Moreover, as we have indicated, counsel for the defendant, beyond making an objection to the question, and nothing. He was evidently of the opinion that the question was not so prejudicial to his client as to afford a basis for a mistrial and he made no request for any specific instruction by the court to the jury that they should disregard the question. The court itself in the course of the conversation between itself and counsel, while the jury was still in the courtroom, stated plainly to the jury that the jury should not be guided by anything but the testimony in the case. This direction was apposite to the question asked by the District Attorney and the defendant had the benefit of the direction of the court without requesting it. Upon consideration of all the circumstances we conclude that the defendant's right to a fair trial was not substantially affected by the question asked.

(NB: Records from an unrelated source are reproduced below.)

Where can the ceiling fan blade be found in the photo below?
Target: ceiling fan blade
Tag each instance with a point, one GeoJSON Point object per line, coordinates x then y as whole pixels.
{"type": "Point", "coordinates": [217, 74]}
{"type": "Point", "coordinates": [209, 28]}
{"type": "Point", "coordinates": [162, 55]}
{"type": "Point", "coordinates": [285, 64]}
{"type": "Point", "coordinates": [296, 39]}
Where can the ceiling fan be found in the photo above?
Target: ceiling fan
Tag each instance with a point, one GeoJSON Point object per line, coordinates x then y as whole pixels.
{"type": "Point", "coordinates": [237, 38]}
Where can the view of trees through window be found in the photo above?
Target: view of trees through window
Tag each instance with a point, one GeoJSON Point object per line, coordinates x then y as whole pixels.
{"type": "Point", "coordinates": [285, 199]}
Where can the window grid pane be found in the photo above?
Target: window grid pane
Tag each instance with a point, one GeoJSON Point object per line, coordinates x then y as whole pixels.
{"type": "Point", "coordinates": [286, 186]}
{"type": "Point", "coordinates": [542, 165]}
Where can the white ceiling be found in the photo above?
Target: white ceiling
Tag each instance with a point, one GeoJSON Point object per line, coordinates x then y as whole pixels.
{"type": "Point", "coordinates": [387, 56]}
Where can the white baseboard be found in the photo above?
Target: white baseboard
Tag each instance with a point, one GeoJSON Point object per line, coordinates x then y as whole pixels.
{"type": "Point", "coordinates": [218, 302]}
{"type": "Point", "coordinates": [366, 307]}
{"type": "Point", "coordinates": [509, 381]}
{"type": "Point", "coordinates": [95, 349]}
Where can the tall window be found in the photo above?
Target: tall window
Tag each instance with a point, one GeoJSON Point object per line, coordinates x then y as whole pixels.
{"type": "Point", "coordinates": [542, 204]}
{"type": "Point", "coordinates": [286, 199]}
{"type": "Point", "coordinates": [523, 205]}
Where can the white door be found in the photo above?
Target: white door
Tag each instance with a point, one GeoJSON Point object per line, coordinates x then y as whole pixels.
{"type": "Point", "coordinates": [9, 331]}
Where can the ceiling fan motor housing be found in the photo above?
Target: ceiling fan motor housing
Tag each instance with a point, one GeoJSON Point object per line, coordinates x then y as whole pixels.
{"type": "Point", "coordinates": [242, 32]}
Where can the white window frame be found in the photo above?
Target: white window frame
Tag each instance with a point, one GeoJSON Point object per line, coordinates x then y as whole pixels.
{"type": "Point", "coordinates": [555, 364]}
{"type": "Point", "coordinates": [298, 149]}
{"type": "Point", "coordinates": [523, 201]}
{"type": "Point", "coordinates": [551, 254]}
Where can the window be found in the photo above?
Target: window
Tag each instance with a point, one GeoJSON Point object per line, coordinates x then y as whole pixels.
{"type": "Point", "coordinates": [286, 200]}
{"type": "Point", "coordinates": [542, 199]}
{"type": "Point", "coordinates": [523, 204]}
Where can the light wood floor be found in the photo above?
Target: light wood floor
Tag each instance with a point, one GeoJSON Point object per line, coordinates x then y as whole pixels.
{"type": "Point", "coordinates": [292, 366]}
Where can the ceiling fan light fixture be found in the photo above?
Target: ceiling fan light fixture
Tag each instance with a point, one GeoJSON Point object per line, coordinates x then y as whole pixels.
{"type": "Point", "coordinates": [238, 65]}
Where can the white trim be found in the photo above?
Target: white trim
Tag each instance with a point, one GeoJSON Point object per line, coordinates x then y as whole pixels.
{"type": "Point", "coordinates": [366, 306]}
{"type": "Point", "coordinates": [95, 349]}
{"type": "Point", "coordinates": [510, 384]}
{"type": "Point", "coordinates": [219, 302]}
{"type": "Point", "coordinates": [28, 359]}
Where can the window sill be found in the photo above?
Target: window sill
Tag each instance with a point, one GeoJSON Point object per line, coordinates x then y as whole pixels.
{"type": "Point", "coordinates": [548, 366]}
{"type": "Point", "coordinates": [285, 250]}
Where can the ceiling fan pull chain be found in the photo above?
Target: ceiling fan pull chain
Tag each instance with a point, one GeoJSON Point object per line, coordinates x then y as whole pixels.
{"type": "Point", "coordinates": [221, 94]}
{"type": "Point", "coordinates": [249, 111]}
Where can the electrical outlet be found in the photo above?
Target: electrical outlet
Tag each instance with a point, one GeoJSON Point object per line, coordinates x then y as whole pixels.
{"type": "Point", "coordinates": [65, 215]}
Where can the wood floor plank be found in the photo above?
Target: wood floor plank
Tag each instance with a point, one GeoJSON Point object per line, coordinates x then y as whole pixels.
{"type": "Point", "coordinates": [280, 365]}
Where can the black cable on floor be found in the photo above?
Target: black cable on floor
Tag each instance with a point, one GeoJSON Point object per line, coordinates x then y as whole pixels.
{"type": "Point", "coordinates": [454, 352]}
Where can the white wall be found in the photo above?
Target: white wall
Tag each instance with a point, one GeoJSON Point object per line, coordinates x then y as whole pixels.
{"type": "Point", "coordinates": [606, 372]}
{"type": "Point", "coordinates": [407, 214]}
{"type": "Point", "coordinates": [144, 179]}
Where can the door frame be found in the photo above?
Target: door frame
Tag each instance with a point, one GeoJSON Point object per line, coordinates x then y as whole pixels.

In the third point urged by the appellant, namely, that substantial and competent evidence entitled the appellant to the benefit of a reasonable doubt, we find little merit. The guilt of a defendant must always be proven to the satisfaction of a jury beyond a reasonable doubt and the trial court's charge upon this issue was clear, specific and adequate. The guilt or innocence of the accused turned upon whether or not the jury believed Mildred McDermott. Admittedly, she was a woman of poor character, a drug addict. But there was nothing inherently unbelievable in her testimony, and if the jury believed it, as they must have, her evidence is quite sufficient to support the verdict. There is no rule to the effect that the testimony of a drug addict requires corroboration. The jury was entitled to believe such of her testimony as it desired to believe or disregard any portion thereof. Though there are inconsistencies in McDermott's testimony they are not such as to render her evidence incredible. The trial court properly sent the case to the jury.
The judgment of conviction is affirmed.